Vi spieghiamo (in brevissimo) perché dovreste fare il pieno di Omega 3

frutta secca noci mandorlefrutta secca noci mandorle
Gli Omega 3 sono grassi che fanno bene alla salute del cuore e del cervello e combattono il cattivo umore. Ecco in quali cibi si trovano

Gli Omega 3 sono dei grassi che vengono definiti buoni per via delle loro proprietà altamente protettive.

Sono innanzitutto essenziali: l’organismo non potendoli produrre da solo deve per forza procurarseli attraverso la dieta.

Sono indispensabili per diverse ragioni. Hanno innanzitutto un’azione antinfiammatoria preziosa per proteggere le cellule e i tessuti.

In più giovano alla salute del sistema immunitario e dei neuroni, le cellule cerebrali.

Fanno poi bene al sistema nervoso perché sono coinvolti nella produzione dei neurotrasmettitori del benessere come la serotonina.

E sono ottimi per mantenere in forma il cuore e stare alla larga dalle malattie cardiovascolari.

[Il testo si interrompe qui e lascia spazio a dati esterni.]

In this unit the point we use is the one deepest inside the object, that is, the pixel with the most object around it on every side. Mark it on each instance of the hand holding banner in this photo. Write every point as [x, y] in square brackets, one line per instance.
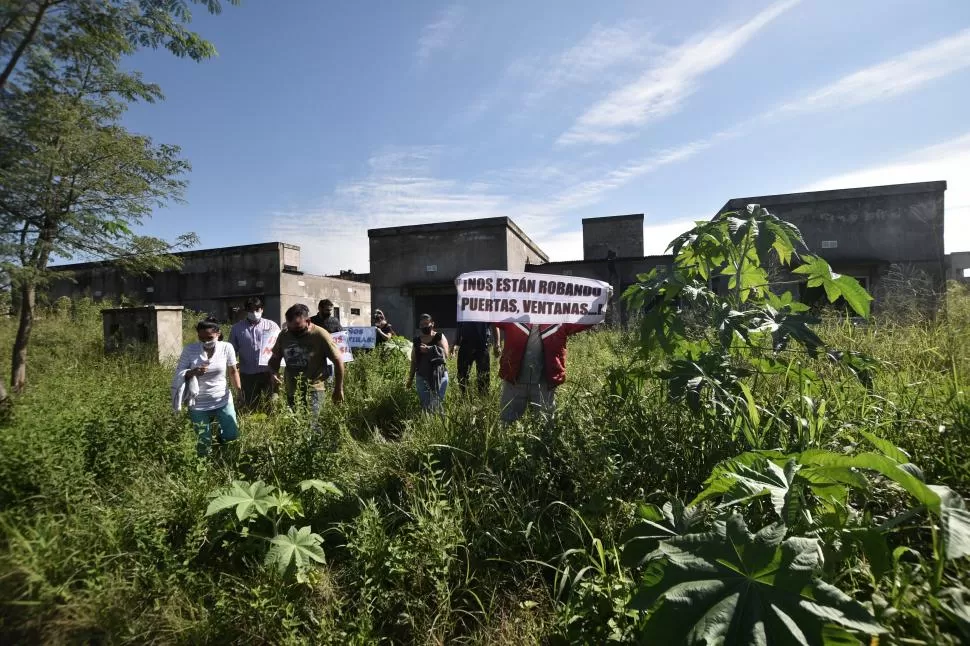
[506, 296]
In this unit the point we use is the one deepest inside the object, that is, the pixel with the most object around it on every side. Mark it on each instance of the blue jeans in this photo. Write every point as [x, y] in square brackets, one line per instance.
[202, 420]
[431, 401]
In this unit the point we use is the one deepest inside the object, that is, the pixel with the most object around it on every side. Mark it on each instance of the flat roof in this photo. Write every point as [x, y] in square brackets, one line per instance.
[838, 194]
[144, 307]
[503, 221]
[259, 246]
[608, 218]
[653, 258]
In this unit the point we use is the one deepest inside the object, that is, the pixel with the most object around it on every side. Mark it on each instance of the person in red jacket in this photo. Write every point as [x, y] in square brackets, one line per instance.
[532, 365]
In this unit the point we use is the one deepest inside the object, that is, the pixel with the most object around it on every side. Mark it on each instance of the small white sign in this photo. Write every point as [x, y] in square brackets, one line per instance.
[340, 339]
[361, 337]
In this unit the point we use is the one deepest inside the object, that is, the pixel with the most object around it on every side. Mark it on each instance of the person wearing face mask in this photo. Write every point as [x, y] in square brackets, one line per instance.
[250, 337]
[384, 329]
[306, 348]
[212, 364]
[428, 352]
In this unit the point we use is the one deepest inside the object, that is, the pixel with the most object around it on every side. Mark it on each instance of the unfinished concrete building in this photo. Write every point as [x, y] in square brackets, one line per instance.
[413, 268]
[885, 236]
[888, 237]
[219, 281]
[613, 253]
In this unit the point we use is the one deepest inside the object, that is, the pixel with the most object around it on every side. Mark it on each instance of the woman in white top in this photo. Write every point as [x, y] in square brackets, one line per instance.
[209, 362]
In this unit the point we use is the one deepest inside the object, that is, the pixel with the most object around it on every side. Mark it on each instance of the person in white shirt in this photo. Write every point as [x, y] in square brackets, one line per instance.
[250, 337]
[212, 363]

Un loro consumo regolare contrasta i trigliceridi nel sangue e il colesterolo cattivo, mantenendo in salute le arterie.

In più facilitano l’assimilazione delle vitamine cosiddette liposolubili presenti nei cibi tra cui la vitamina A, la vitamina D, la vitamina E e la vitamina K.

La loro presenza nella dieta favorisce la sazietà, contrastando anche il rischio di aumento di peso e l’invecchiamento.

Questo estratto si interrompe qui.